Baby Steps To The Promised Land

Veteran foreign affairs watcher Jim Hoagland, trying to decide whether President Obama is canny or merely weak, assesses the lack of progress so far in the Middle East:

Obama has also left some Arab leaders with whom he recently met confused and doubtful about his intentions on Middle East peace. They have reported to aides that the president acknowledged that he has failed thus far to secure matching concessions from Arab countries and Israel as the basis for new negotiations.

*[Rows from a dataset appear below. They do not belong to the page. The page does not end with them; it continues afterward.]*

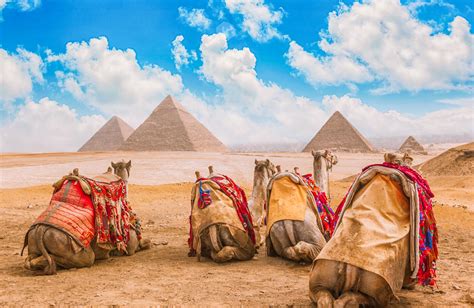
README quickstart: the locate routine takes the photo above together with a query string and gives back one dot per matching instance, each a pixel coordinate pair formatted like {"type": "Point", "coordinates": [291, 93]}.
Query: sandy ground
{"type": "Point", "coordinates": [165, 275]}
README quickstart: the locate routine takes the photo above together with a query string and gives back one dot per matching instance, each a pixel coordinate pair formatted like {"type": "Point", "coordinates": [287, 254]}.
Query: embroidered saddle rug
{"type": "Point", "coordinates": [289, 196]}
{"type": "Point", "coordinates": [386, 225]}
{"type": "Point", "coordinates": [86, 208]}
{"type": "Point", "coordinates": [217, 200]}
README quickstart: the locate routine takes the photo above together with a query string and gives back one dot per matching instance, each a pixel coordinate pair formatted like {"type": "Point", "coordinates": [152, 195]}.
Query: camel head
{"type": "Point", "coordinates": [122, 169]}
{"type": "Point", "coordinates": [264, 169]}
{"type": "Point", "coordinates": [403, 160]}
{"type": "Point", "coordinates": [330, 157]}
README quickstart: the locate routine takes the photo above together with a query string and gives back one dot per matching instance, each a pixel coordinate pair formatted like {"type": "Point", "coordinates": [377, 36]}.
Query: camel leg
{"type": "Point", "coordinates": [224, 255]}
{"type": "Point", "coordinates": [322, 299]}
{"type": "Point", "coordinates": [354, 299]}
{"type": "Point", "coordinates": [82, 259]}
{"type": "Point", "coordinates": [33, 262]}
{"type": "Point", "coordinates": [290, 254]}
{"type": "Point", "coordinates": [228, 253]}
{"type": "Point", "coordinates": [306, 251]}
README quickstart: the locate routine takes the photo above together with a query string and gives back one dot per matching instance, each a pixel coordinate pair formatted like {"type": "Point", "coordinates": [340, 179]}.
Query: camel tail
{"type": "Point", "coordinates": [214, 238]}
{"type": "Point", "coordinates": [51, 268]}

The Arabs complain that they have been offered no tangible incentives to move toward normalizing relations with Israel before an Israeli-Palestinian deal is reached. They dismiss both Obama's publicly undisclosed demand for a one-year freeze on Israeli settlements and Prime Minister Binyamin Netanyahu's counteroffer of a six-month freeze as equally meaningless.

"Incrementalism and the step-by-step approach has not, and we believe will not, achieve peace," Saudi Foreign Minister Saud al-Faisal told reporters in Washington on July 31. The comments by Saud, who did not see Obama, echoed the broad Arab consensus that Obama has not been bold enough. "Temporary security, confidence-building measures will also not bring peace," the Saudi prince added.

I don't understand how anything but incrementalism will work in the Middle East, as long as it is moving the right direction. What do Arab leaders expect from Obama? Israel is a sovereign democracy that can be pressured but not forced to stop West Bank and east Jerusalem settlements. Do they want the U.S. to punish Israel by slashing its aid budget, which runs around $3 billion a year? Hard to imagine how that would work at home politically unless we cut authoritarian Egypt's $1.7 billion take as well.

Beyond that, Obama doesn't have many cards to play. He took a courageous risk by going to work on the Middle East so early in his Presidency. Responsible conversation partners in the region might want to return the favor by joining him on the path to peace, baby steps and all. If they don't, he's entitled to wonder how much they really want his initiative to succeed. It's also worth noting that when Bill Clinton brokered a bold, comprehensive peace deal in 2000, it was Yasser Arafat who blinked.